Bandung, Akuratnews. com – Alumni Institut Teknologi Bandung (ITB) diyakini memiliki keberanian berwirausaha.

Salah satu cara mendukungannya, sesama jebolan kampus Ganesha itu harus saling support meski ada resiko jatuh bangun.

Contoh nyata alumni yang lulus menjalankan usahanya adalah Soldi. Alumni Geofisika dan Meteorologi (GM) tentara 1986 itu begitu lulus kuliah langsung membuka usaha kuliner di Bogor.

Memang tidak dipungkiri, Soldi sempat jatuh bentuk beberapa kali.

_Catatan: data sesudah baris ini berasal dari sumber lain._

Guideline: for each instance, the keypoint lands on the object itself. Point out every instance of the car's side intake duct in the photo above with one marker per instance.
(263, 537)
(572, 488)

Dari satu cabang menjadi tujuh, lalu kembali menjadi satu cabang lagi.

Tahun 2017, tempat usahanya balik digusur. Nasib baik mempertemukan Soldi dengan Gembong Primadjaja, kawan sesama alumni di ITB. Tanpa metode rumit, Gembong mengeluarkan kocek karakter Rp150 juta, dalam bentuk kerja sama bagi hasil.

Kini, Sate Padang Ajo Soldi semakin berkembang dan menjadi salah satu kuliner dengan cita menikmati yang luar biasa di kota hujan usai dibantu permodalanya sebab Gembong yang saat ini menjelma salah satu kandidat calon pemimpin umum Ikatan Alumni Institut Teknologi Bandung (IA ITB).

Dan kini, dana pinjaman sudah kembali, profit finansial dan persahabatan keduanya didapat. Menariknya, kepemilikan daya tetap 100 persen dimiliki Soldi.

Kisah yang dialami Soldi juga dirasakan Ali Elok Antra Suantra saat merintis daya kuliner Bebek Garang. Alumni Planologi ITB tahun 2006 ini tahu jatuh bangun dalam menjalankan usahanya karena masalah keterbatasan modal. Setelah mendapat bantuan modal dari Jagoan senilai Rp500 juta, usaha pria kelahiran Bandung 28Januari 1983 tersebut bisa berjalan lancar.

Kisah di atas merupakan bibit dari program Alumni Finance Alumni, yang akan diformalisasikan sebagai rencana resmi IA ITB, apabila Gembong nantinya terpilih.

Dikemas dalam platform digital, dengan haluan memperbesar value investasi dan jumlah alumni ITB terlibat, baik dengan membiayai atau dibiayai.

“Jika disamakan dengan peer to peer lending, itu sah-sah selalu, tapi emosional prinsip ‘saling tolong antar gajah alumni’, serta alokasi profit untuk giving back ke almamater, endowment fund misalnya, ” kata Gembong, Minggu (21/2).

Gembong Primadjaja.

Menurut Jagoan, alumni ITB yang punya keberanian untuk berwirausaha harus terus didukung.

“Karakter entrepreneurship dalam kalangan alumni ITB harus ditingkatkan untuk membuka peluang kerja, ” pungkasnya.